The last four F-35B Joint Strike Fighters the Marine Corps needs to declare initial operational capability will be delivered on 30 June, in time for an operational readiness inspection targeted for the second week of July.

That’s the assessment of Lockheed Martin's F-35 programme chief Lorraine Martin, who is closely monitoring the countdown to delivery of the final four.

Marine Corps IOC is the first major marker for the programme since it was revised and re-baselined in 2010, and Martin expects to hit that contractual target.

“They’ll be ready,” she tells Flightglobal. “That’s my goal. I watch it every day.”

“I plan to have everything ready,” she says, adding that the latest ALIS (autonomic logistics information system) configuration is being installed and will be ready in the next couple of days.

F-35B

Activity has hit a crescendo at Marine Corps Air Station Yuma, Arizona, which is home to the Green Knights – the first operational F-35B squadron.

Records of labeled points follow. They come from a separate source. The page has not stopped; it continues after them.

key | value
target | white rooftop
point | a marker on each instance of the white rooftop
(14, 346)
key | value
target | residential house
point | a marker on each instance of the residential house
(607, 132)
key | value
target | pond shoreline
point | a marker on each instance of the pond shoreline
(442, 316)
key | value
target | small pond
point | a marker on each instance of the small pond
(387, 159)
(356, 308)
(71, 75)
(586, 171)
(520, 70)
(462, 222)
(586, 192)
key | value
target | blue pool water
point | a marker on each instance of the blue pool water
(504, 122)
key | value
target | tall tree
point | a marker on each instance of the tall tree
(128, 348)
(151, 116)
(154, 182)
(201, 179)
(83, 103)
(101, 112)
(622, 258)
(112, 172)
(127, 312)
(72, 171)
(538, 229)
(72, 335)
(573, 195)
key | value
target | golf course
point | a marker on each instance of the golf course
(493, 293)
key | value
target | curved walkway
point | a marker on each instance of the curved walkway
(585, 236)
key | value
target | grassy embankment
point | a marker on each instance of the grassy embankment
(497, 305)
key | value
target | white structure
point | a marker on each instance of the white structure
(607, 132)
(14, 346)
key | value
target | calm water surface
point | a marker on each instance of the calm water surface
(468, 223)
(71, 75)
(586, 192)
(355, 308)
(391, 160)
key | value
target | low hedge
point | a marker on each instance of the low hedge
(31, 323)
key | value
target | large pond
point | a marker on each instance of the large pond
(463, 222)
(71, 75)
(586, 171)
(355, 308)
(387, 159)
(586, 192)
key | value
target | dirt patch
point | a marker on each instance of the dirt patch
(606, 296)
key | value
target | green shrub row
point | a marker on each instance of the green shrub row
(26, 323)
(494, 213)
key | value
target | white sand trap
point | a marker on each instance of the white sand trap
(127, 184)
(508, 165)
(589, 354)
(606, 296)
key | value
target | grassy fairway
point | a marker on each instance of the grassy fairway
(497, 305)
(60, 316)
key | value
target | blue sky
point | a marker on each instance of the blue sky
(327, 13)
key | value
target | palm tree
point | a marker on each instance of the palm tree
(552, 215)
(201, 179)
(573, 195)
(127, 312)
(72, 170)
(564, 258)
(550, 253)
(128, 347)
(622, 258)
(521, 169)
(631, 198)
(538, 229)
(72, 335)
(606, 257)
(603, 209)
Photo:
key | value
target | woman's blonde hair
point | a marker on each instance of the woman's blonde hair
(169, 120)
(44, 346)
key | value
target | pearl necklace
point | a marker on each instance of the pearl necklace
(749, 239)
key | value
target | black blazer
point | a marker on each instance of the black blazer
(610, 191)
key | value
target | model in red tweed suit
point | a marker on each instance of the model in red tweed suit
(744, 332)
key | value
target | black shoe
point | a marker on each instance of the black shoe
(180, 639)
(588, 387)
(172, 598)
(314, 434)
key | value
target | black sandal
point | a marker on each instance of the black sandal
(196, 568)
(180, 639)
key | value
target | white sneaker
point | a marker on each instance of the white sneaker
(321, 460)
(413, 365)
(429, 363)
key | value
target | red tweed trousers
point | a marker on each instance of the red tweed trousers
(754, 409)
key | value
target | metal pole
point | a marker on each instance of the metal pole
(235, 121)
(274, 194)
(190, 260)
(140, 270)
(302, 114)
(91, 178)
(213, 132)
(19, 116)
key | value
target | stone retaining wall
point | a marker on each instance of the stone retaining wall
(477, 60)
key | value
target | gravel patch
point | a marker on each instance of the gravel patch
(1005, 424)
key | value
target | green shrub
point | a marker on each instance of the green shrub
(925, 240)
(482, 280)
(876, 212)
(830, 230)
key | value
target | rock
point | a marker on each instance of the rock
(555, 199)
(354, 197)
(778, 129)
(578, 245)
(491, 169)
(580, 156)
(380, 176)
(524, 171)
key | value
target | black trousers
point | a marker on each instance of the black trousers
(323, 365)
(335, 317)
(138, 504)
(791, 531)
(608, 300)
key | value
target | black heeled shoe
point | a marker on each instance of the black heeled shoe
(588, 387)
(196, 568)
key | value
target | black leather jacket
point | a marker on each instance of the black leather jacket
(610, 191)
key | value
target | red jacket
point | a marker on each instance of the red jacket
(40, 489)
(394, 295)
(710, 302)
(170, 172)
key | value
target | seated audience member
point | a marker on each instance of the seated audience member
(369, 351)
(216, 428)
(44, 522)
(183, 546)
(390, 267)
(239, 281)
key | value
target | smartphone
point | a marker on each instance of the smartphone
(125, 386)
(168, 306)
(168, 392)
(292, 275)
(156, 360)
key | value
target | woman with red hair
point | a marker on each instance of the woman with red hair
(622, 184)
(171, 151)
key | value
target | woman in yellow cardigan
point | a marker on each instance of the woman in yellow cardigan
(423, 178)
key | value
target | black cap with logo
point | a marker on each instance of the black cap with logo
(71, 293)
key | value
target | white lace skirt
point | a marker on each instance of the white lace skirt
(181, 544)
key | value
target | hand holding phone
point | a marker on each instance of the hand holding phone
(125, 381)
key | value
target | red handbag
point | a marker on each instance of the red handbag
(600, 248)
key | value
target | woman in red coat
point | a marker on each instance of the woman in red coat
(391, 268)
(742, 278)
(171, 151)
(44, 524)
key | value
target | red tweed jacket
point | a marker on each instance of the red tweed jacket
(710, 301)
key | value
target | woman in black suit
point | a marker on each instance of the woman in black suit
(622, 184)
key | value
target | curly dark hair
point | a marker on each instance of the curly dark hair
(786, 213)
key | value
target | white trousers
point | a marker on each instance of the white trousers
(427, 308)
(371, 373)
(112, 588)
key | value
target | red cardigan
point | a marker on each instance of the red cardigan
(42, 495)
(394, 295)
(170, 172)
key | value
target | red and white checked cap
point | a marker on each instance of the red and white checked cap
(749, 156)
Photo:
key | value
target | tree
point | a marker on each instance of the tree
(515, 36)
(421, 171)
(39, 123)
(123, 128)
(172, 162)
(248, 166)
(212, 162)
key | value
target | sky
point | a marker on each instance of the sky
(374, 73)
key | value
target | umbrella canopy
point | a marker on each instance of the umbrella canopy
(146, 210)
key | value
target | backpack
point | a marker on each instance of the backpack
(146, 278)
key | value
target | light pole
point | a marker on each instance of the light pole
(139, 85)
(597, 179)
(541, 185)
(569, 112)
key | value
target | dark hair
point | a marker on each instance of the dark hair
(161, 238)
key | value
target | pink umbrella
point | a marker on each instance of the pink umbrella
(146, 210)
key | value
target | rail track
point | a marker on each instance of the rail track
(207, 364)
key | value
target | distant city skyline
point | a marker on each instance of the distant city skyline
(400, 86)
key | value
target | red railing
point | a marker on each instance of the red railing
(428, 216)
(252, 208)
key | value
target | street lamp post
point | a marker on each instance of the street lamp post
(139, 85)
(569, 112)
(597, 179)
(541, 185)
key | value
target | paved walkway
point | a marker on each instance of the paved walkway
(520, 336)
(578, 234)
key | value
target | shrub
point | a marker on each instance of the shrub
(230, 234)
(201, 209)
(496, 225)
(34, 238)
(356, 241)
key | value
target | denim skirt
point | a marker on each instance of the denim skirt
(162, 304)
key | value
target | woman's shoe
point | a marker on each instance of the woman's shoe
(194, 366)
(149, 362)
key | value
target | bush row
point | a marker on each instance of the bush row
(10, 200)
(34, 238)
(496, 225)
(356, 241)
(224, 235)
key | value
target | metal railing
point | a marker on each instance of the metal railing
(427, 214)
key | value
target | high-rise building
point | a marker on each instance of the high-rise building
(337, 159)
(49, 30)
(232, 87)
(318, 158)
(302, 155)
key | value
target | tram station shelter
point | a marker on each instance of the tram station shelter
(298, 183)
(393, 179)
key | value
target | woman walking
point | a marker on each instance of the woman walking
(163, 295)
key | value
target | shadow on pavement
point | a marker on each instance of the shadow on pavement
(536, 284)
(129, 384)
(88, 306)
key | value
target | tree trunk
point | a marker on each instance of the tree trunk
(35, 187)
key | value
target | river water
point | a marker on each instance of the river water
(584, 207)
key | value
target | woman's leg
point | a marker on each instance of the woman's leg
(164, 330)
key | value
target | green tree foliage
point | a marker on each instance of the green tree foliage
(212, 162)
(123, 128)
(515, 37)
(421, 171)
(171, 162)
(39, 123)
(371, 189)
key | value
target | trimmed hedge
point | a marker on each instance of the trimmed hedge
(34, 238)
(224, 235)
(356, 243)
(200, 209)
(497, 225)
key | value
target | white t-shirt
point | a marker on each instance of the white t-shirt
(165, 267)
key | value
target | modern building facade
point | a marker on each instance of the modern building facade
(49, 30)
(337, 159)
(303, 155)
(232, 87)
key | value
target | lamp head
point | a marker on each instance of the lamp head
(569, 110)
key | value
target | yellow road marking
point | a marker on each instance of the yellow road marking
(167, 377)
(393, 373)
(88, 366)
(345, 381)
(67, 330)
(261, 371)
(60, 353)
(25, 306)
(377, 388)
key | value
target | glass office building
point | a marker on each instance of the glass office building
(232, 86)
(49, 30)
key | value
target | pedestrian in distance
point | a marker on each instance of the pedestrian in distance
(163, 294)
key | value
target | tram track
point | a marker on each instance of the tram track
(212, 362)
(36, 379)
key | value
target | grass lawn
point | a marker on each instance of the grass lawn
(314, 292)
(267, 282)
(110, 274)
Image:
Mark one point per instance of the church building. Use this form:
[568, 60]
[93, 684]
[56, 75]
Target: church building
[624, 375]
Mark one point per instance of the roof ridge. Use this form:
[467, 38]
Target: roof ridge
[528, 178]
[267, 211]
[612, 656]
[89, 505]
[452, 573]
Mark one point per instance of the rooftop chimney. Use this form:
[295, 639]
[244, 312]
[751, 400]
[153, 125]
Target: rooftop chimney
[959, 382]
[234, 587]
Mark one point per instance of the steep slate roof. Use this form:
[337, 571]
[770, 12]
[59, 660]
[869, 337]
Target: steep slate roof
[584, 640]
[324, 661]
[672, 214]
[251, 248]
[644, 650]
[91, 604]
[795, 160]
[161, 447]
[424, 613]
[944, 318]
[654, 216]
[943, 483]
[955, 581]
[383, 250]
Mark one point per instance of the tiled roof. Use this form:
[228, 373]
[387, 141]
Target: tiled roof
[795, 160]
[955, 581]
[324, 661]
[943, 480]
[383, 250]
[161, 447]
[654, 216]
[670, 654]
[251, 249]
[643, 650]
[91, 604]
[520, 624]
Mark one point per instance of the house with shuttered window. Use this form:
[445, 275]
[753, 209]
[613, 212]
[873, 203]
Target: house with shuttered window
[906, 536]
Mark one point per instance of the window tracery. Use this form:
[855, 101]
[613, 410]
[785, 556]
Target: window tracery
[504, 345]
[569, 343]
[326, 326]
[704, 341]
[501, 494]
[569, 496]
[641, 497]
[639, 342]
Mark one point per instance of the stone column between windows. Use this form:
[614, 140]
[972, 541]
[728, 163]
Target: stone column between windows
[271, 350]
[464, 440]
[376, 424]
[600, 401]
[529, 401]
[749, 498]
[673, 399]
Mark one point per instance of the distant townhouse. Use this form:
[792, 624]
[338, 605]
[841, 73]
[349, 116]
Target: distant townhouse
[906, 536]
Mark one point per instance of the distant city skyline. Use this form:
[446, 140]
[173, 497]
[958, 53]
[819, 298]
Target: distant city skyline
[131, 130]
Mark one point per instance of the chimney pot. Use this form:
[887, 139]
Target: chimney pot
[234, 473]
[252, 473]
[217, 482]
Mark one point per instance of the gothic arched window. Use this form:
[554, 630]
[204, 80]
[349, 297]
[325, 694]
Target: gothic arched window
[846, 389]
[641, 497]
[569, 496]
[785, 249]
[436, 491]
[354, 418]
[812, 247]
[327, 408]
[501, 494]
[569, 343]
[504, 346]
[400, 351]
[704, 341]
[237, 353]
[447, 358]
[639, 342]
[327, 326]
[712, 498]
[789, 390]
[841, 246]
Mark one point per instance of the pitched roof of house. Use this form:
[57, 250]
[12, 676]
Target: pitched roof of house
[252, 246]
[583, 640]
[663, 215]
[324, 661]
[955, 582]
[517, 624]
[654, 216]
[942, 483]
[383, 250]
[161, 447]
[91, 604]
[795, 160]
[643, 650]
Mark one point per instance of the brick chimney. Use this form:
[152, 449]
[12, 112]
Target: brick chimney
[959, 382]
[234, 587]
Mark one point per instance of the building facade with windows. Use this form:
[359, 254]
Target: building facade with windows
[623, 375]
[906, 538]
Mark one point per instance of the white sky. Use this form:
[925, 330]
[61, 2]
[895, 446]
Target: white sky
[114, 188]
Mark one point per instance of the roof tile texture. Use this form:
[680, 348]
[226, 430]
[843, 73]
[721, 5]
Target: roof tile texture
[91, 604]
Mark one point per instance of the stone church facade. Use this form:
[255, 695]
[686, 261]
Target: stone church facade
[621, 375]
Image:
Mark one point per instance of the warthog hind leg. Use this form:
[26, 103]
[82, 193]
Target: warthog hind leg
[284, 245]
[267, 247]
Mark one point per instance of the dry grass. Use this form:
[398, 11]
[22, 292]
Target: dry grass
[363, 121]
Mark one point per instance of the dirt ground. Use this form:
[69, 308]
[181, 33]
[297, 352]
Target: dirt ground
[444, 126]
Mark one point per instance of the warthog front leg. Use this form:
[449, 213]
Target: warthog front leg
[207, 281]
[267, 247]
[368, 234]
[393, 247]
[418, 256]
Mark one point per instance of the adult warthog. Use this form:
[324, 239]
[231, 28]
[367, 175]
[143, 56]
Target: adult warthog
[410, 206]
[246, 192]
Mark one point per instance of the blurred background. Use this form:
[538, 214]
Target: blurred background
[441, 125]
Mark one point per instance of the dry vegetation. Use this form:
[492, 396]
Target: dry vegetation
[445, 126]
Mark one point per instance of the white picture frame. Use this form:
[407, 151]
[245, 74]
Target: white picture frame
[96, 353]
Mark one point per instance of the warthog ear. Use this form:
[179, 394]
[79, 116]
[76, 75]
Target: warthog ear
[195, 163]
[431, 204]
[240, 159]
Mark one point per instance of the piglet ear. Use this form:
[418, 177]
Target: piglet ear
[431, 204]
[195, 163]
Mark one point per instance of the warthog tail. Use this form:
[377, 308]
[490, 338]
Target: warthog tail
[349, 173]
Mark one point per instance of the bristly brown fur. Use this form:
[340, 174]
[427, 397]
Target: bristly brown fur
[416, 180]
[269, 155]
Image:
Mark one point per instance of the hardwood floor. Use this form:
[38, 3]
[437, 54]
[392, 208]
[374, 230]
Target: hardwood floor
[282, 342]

Once everything is in place, an independent team will come in and assess the squadron’s readiness and report back to deputy commandant for Marine Corps aviation, Lt Gen Jon Davis.

If Davis is satisfied that the squadron has the manpower, equipment and spare parts in place, he will inform the Marine commandant and IOC will be declared.

The decision will come 14 years after the start of F-35 development. Asked if after all those years the US and its allies are receiving a superior weapon to what’s on the battlefield today, Martin said she has "no doubt".

“The customers we support who have all the information they need to have to have comfort in that, they have no doubt,” she adds. She says since the initial design, the aircraft has received new processors and the latest parts.

She is also wholly committed to delivering every capability that was promised for Block 3F, which is currently in integration and testing. That statement comes despite talk of weapons and capabilities “slipping” from Block 3F to Block 4 – a configuration that is being defined right now and will be delivered in increments from about 2019 through to 2025.

“None are slipping out of 3F,” she says. “We’re doing them all. We’re now in full integration and test, we’re not building [Block 3F] software anymore.”

Lockheed notes that despite reports, since the re-baslining the programme has not slipped schedule or cost. Martin says she is adamant that the F-35 can hit all its major targets going forward, including US Air Force IOC in 2016.

She says as development wraps up by 2017 and squadrons go operational, attention on the programme will turn to actually employing the weapon system as well as establishing tactics and new concepts of operation.